Amy searched all over the region for sand and shallow boot trays (she finally found them at an Ace Hardware store a few towns over). Judy gathered up her seashell collection. They poured the sand in the trays and arranged them with the shells out on the porch. Together, they sat with their toes in the sand, enjoying a beach day right in the middle of the Dairy State.
“I could see in her face how much she appreciated it,” Amy says of Judy. She adds that the appreciation goes both ways: “the connection that we have makes it so it doesn’t even feel like a job.”
According to Amy, her bond with Judy has been built on listening. “If you want to do what really makes a client happy, you have to find out what makes them happy,” she says. “I just let her talk to me. I let her tell me whatever she needs. I talk to her, too, and she trusts me.”
Amy and Judy’s relationship is not an anomaly among BrightStar Care in-home caregivers and their clients. One Home Health Aide recently took his hospice patient to a Cubs vs. Brewers game. Another coordinated pet therapy with his quadriplegic patient, who had been without his two beloved dogs for 18 years. These are the kinds of connections we try to foster. Our mission is to provide compassionate, personalized home care.
How do we achieve this? It all begins in our hiring decisions. “Compassion and empathy can’t be taught,” explains Pam Hatfield, the Branch Manager where Amy works. “So from the get-go in our recruiting process, we screen for these traits. In an initial phone call with a candidate, we ask questions to gauge listening skills and level of attunement.” Candidates that don’t exemplify these behaviors don’t get hired.
But perhaps most integral to the sort of connections you can expect from BrightStar Care is the fact that our Caregivers meet their clients in the comfort and privacy of their homes. This close, long-term interaction promotes deep, personal relationships. “Over time, Caregivers get to know their clients and what makes them who they are, so they can deliver compassionate care, just like Amy did,” says Pam.

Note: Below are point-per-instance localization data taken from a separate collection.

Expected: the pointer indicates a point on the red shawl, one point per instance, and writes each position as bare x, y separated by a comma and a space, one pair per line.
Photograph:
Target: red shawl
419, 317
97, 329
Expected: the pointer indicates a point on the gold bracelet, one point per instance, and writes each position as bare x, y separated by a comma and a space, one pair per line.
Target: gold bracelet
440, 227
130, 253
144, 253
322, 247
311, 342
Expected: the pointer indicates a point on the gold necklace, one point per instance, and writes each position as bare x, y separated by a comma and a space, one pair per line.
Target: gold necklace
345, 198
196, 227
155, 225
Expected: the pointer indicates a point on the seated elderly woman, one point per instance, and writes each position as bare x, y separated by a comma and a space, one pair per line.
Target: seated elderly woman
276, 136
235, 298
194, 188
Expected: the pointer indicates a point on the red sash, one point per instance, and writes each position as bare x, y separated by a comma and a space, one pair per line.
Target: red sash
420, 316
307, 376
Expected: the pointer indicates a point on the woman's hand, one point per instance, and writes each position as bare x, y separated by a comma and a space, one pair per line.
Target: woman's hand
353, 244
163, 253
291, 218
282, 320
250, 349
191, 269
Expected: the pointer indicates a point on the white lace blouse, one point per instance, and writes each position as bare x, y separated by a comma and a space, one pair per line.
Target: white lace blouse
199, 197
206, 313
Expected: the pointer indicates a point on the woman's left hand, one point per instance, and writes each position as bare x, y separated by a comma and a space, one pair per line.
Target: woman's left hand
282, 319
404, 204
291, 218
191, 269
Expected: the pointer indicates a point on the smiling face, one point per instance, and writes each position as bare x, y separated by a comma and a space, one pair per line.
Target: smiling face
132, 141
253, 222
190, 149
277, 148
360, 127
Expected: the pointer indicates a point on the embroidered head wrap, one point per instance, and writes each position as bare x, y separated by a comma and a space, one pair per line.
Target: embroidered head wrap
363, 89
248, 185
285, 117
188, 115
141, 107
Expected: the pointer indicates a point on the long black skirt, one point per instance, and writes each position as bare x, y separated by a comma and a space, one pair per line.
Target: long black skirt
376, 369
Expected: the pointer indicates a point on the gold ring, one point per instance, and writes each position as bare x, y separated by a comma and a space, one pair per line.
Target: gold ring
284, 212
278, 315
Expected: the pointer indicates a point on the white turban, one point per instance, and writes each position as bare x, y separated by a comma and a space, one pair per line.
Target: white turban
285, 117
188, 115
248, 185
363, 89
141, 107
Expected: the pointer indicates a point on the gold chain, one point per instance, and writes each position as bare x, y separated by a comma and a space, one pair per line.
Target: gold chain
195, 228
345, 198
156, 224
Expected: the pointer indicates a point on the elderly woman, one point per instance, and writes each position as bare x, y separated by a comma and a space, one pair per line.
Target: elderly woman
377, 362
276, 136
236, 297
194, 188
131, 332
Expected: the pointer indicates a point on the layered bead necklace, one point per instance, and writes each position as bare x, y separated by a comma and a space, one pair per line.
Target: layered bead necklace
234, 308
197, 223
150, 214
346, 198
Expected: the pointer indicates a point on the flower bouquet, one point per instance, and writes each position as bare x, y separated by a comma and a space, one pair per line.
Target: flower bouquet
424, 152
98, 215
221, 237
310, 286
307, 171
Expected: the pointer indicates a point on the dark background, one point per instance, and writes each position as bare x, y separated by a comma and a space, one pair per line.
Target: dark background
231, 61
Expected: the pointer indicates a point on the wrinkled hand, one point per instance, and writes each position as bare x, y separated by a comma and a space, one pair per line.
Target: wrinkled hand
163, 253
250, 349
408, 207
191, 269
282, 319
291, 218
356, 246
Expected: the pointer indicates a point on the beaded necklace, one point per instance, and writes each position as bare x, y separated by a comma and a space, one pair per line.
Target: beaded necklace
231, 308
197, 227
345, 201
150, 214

Indeed, Amy has built a strong bond with Judy—so much so that when she was offered a job at a higher hourly wage, she decided to turn it down. “It was at a nursing home,” she says. “I’ve done that before. I don’t believe those people get the care they deserve because it’s so busy.” Amy says the busy environment also keeps caregivers from creating meaningful connections with clients, which is a part of why she first came to work at BrightStar Care—and why she’s decided not to leave.
“I’ve built this bond with Judy and don’t want to leave her,” says Amy. “When I told her I was considering a new job, she became upset, and I felt like someone really appreciates the work I do. I get that feeling from the staff in the BrightStar Care offices, too. They’re so nice to me, they care about me. I just can’t leave it.”